Random-Phase Approximation and Laplace-Transformed Scaled-Opposite-Spin-MP2

The direct RI-RPA method computes

\[\begin{split} E^{RI-dRPA} &= - \frac{1}{4\pi}\int_{-\infty}^{\infty}d\omega\text{Tr}\left(\text{log}(1+Q(\omega))-Q(\omega)\right)\\ Q_{RS}(\omega) &= 2\sum_{ia}B_{iaR}\frac{\epsilon_a-\epsilon_i}{\left(\epsilon_a-\epsilon_i\right)^2+\omega^2}B_{iaS} \end{split}\]

whereas the Laplace-transformed Scaled-Opposite-Spin-MP2 (LT-RI-SOS-MP2) method computes

\[\begin{split} E^{LT-RI-SOS-MP2} &= - \int_{0}^{\infty}d\tau\text{Tr}\left(\overline{Q}(\tau)^2\right)\\ \overline{Q}_{RS}(\tau) &= \sum_{ia}B_{iaR}e^{-\left(\epsilon_a-\epsilon_i\right)\tau}B_{iaS} \end{split}\]

as implemented in DelBen2013. The integration is performed numerically.
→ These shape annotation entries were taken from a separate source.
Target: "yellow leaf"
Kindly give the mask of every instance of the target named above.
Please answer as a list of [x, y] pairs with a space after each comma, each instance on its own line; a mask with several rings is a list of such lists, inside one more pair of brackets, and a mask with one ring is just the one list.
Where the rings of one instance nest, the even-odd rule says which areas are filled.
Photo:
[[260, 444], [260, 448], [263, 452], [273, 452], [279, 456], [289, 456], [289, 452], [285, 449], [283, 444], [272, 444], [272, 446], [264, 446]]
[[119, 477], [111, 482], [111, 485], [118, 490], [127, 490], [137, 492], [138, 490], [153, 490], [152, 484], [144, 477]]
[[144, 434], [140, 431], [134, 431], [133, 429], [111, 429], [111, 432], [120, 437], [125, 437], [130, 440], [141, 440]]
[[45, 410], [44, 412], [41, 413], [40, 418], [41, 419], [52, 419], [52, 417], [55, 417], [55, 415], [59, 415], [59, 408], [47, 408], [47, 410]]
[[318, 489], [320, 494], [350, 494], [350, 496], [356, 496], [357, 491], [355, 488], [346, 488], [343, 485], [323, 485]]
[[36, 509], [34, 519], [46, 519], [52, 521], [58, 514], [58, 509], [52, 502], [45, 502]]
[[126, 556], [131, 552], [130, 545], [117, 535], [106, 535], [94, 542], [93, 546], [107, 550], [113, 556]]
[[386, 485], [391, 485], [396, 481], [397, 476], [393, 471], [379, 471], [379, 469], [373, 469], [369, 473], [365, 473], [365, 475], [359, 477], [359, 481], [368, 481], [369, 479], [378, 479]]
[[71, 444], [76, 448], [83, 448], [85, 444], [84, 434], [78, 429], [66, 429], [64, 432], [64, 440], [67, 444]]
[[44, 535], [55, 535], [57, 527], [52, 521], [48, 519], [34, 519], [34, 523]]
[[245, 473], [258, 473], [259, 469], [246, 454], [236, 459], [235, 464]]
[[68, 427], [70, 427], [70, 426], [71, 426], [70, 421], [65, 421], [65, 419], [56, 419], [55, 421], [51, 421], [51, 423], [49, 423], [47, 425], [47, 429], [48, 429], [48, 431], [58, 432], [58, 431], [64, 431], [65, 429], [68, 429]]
Double-hybrid functionals are available in CP2K.

CP2K provides two different implementations: a quartically-scaling and a low-scaling cubically-scaling implementation. Different functionals require rescaling which is achieved using the keywords SCALE_RPA in case of RPA and SCALE_S in case of LT-RI-SOS-MP2.

Here, we will focus on the quartically-scaling implementation only.

RI-dRPA

CP2K implements two quadrature schemes: Clenshaw-Curtis and Minimax. The first requires 30-40 quadrature points, the latter 6-8 quadrature points. Minimax quadrature rules have to be preoptimized such that not all possible numbers of quadrature points are available.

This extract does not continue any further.